Am J Epidemiol. 2022 Jan 1;191(1):163-172. doi: 10.1093/aje/kwab235.
In clinical and epidemiologic studies, hazard ratios are often applied to compare treatment effects between 2 groups for survival data. For competing-risks data, the corresponding quantities of interest are cause-specific hazard ratios and subdistribution hazard ratios. However, they both have some limitations related to model assumptions and clinical interpretation. Therefore, we recommend restricted mean time lost (RMTL) as an alternative measure that is easy to interpret in a competing-risks framework. Based on the difference in RMTL (RMTLd), we propose a new estimator, hypothetical test, and sample-size formula. Simulation results show that estimation of the RMTLd is accurate and that the RMTLd test has robust statistical performance (both type I error and statistical power). The results of 3 example analyses also verify the performance of the RMTLd test. From the perspectives of clinical interpretation, application conditions, and statistical performance, we recommend that the RMTLd be reported along with the hazard ratio in analyses of competing-risks data and that the RMTLd even be regarded as the primary outcome when the proportional hazards assumption fails.

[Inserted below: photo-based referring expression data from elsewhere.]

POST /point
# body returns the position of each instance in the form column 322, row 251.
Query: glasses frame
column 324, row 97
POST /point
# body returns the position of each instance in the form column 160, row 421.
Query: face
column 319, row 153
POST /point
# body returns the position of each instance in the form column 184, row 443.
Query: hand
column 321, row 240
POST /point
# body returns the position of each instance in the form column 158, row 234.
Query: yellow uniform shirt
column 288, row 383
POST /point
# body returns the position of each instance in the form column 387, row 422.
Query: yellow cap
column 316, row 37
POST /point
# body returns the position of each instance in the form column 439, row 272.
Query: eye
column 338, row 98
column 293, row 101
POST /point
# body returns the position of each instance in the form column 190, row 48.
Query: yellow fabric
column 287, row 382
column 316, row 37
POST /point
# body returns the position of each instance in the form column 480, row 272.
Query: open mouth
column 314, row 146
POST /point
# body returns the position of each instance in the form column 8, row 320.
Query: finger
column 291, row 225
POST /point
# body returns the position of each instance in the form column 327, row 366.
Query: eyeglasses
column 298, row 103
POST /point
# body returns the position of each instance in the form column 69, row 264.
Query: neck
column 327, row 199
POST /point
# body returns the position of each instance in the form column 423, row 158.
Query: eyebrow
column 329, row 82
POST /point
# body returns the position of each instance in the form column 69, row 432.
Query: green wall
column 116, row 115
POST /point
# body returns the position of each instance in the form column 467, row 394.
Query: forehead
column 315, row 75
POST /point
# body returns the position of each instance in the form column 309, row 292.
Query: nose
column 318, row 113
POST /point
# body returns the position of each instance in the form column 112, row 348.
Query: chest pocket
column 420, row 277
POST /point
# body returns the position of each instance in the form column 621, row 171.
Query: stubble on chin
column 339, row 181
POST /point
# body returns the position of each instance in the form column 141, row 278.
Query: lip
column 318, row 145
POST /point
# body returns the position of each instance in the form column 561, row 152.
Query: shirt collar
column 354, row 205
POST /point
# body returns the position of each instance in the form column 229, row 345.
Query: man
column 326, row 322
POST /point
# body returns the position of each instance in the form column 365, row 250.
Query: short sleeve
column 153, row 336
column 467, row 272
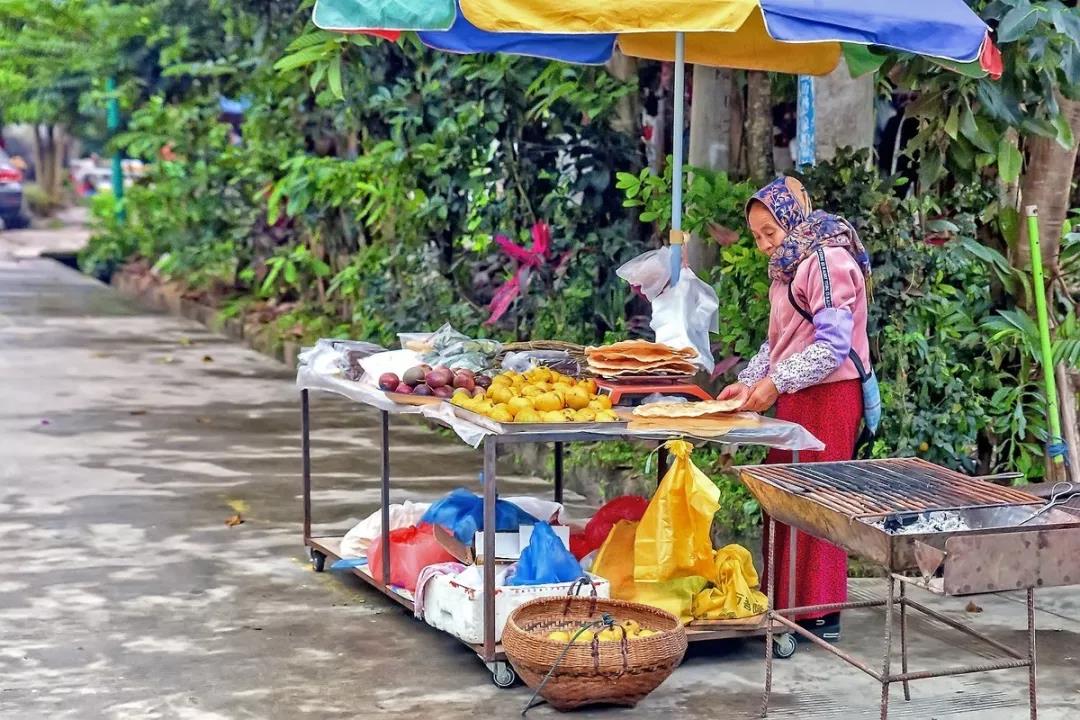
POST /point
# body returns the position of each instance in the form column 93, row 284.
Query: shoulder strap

在临床和流行病学研究中,风险比常用于比较 2 组生存数据的治疗效果。对于竞争风险数据,相应的感兴趣的量是特定原因的风险比和亚分布风险比。然而,它们都存在与模型假设和临床解释相关的一些局限性。因此,我们建议将受限平均时间损失(RMTL)作为替代指标,在竞争风险框架下易于解释。基于 RMTL 的差异(RMTLd),我们提出了一种新的估计量、假设检验和样本量公式。模拟结果表明,RMTLd 的估计是准确的,RMTLd 检验具有稳健的统计性能(均为Ⅰ类错误和统计功效)。3 个实例分析的结果也验证了 RMTLd 检验的性能。从临床解释、应用条件和统计性能的角度来看,我们建议在竞争风险数据的分析中,除了风险比外,还应报告 RMTLd,并且当比例风险假设失效时,RMTLd 甚至可以作为主要结局指标。